An image from the archive is scanned at the county museum.

Images from the archive are seen on a monitor.
. Slobozia, Romania. REUTERS/Bogdan Cristel

Images from the archive are seen on a monitor.

"I wanted to find somebody from Acsinte’s pictures who is still alive today."
Bogdan Cristel, Reuters photographer

Romania is proud to have produced a man thought by many to be the world’s first war photographer – Carol Popp de Szathmary, from the city of Cluj, who took photographs of the Crimean War in the 1850s.

One of the most impressive people to have followed in his footsteps is Costica Acsinte, another Romanian who worked as a photographer during the First World War.

Although I don’t usually spend that much time on social networks, it was on Facebook that I first came across Acsinte’s works.

The photos I saw were black and white, mostly portraits, but there were also pictures of troops from World War I and a few landscapes. I started to dig around and I discovered an amazing history behind these old, much deteriorated pictures, many of them captured on glass plates.

Costica Acsinte, who made the images, was born in 1897 and worked as an army photographer. He then had a small studio in the city of Slobozia – thought to be the only one to exist there when it first opened.

He died in 1984 and was still taking pictures in his old age. At the beginning of his career, Acsinte took pictures on glass plates and then moved on to celluloid plates or films.
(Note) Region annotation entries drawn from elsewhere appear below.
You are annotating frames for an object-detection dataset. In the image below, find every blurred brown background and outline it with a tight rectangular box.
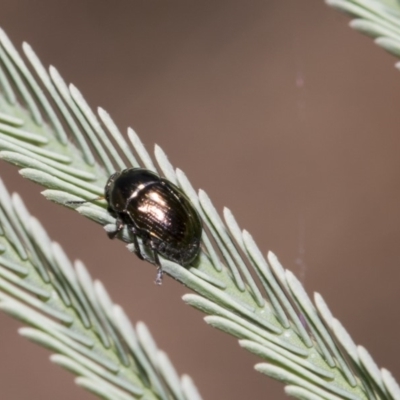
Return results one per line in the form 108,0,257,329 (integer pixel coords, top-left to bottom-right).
0,0,400,400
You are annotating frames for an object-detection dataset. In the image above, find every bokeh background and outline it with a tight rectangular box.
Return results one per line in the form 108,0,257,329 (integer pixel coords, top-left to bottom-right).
0,0,400,400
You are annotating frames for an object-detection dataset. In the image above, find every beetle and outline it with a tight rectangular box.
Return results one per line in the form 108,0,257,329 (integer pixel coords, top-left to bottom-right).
104,168,203,285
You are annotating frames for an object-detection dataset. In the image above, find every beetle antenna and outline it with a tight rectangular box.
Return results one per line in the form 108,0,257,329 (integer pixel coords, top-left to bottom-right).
65,196,104,204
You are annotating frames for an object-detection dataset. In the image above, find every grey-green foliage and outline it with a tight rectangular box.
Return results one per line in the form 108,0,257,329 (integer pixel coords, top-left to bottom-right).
0,180,200,400
0,10,400,399
325,0,400,69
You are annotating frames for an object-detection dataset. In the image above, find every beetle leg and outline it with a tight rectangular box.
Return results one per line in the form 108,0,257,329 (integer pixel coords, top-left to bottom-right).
149,240,164,285
153,249,164,285
107,217,124,239
133,233,144,260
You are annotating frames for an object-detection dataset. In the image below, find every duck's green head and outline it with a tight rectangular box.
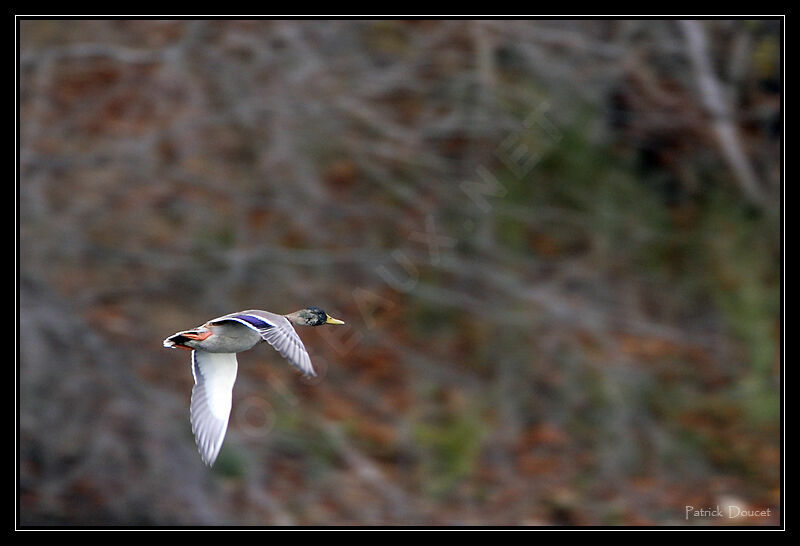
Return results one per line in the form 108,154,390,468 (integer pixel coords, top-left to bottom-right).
292,307,344,326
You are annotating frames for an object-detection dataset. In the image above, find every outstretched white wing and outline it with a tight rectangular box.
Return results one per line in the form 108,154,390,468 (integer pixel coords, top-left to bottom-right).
261,317,317,376
189,350,238,466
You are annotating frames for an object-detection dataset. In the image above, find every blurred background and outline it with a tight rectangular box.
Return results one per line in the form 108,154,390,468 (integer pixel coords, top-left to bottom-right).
17,20,782,526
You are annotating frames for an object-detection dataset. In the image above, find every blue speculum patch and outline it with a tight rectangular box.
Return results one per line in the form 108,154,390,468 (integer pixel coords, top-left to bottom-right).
236,315,272,328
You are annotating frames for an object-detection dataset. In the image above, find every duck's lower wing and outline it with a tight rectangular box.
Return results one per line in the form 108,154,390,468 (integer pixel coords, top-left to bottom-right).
189,350,238,466
219,309,317,377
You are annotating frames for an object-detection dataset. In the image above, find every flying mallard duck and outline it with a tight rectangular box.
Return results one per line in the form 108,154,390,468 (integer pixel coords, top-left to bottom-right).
164,307,344,466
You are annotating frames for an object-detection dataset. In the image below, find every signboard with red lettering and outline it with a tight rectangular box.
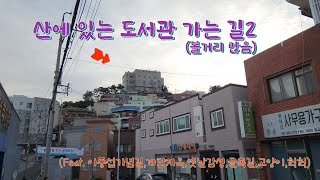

Documenting more than 50 years of life in Romania, his archive is most impressive. But it was also kept in very bad conditions, so when many of his photos came into the possession of the Ialomita County Museum after his death, the damage had already been done.

A few months ago, however, an enthusiastic local photographer named Cezar Popescu offered his help as a volunteer to digitise this archive.

He started an impressive race against time to save the old images, which were deteriorating more and more.

Piece by piece, Popescu now cleans the plates and scans them to create a high-definition digital version, adding each one to a database with as much accompanying information as he can find.

A lot of the originals cannot be saved because the photographic gelatine has been erased from its support or the dirt and scratches make the images impossible to scan. Popescu often digitizes about 30 pictures each day, and the hardest part of the process is cleaning the originals.

At the end of the day, Popescu adds the images, which are in the public domain and no longer protected by copyright, to the pages he created for Acsinte’s archive on social media platforms like Facebook, Flickr and Twitter.

As I covered this story, my personal quest was to bring the past into the present: I wanted to find somebody from Acsinte’s pictures who is still alive today. I also wanted to find a building from Acsinte’s photos that still exists now in order to recreate an image that he made a long time ago.

It was a hard task, as Acsinte didn’t leave much information about his subjects, besides a few remarks on the back of a couple of prints.

However, Popescu did discover an image showing a monastery, the only building from Acsinte’s pictures that still seems to be in Slobozia. I took a photo of it with Popescu in one corner holding a print of the old picture.

Fortunately for me, ordinary people have started to give Popescu their own personal pictures taken by Acsinte to be digitised. In one case, we found somebody from a picture of his who is still alive – a woman named Marioara Paslaru.

I tried to take the same picture that Acsinte did all those years ago of Paslaru. In the end though, I preferred to take a candid image of her holding the old picture in her hands.

Nowadays, Acsinte’s reputation as a photographer is starting to spread. Slobozia is hoping that the fame of the old images will help boost the city as a tourist attraction - they have even put a huge billboard of Acsinte’s pictures on the county library’s wall for all to see.

. Slobozia, Romania. REUTERS/Bogdan Cristel

Popescu looks at an image of the Sfintii Voievozi monastery taken from the Costica Acsinte picture archive in Slobozia.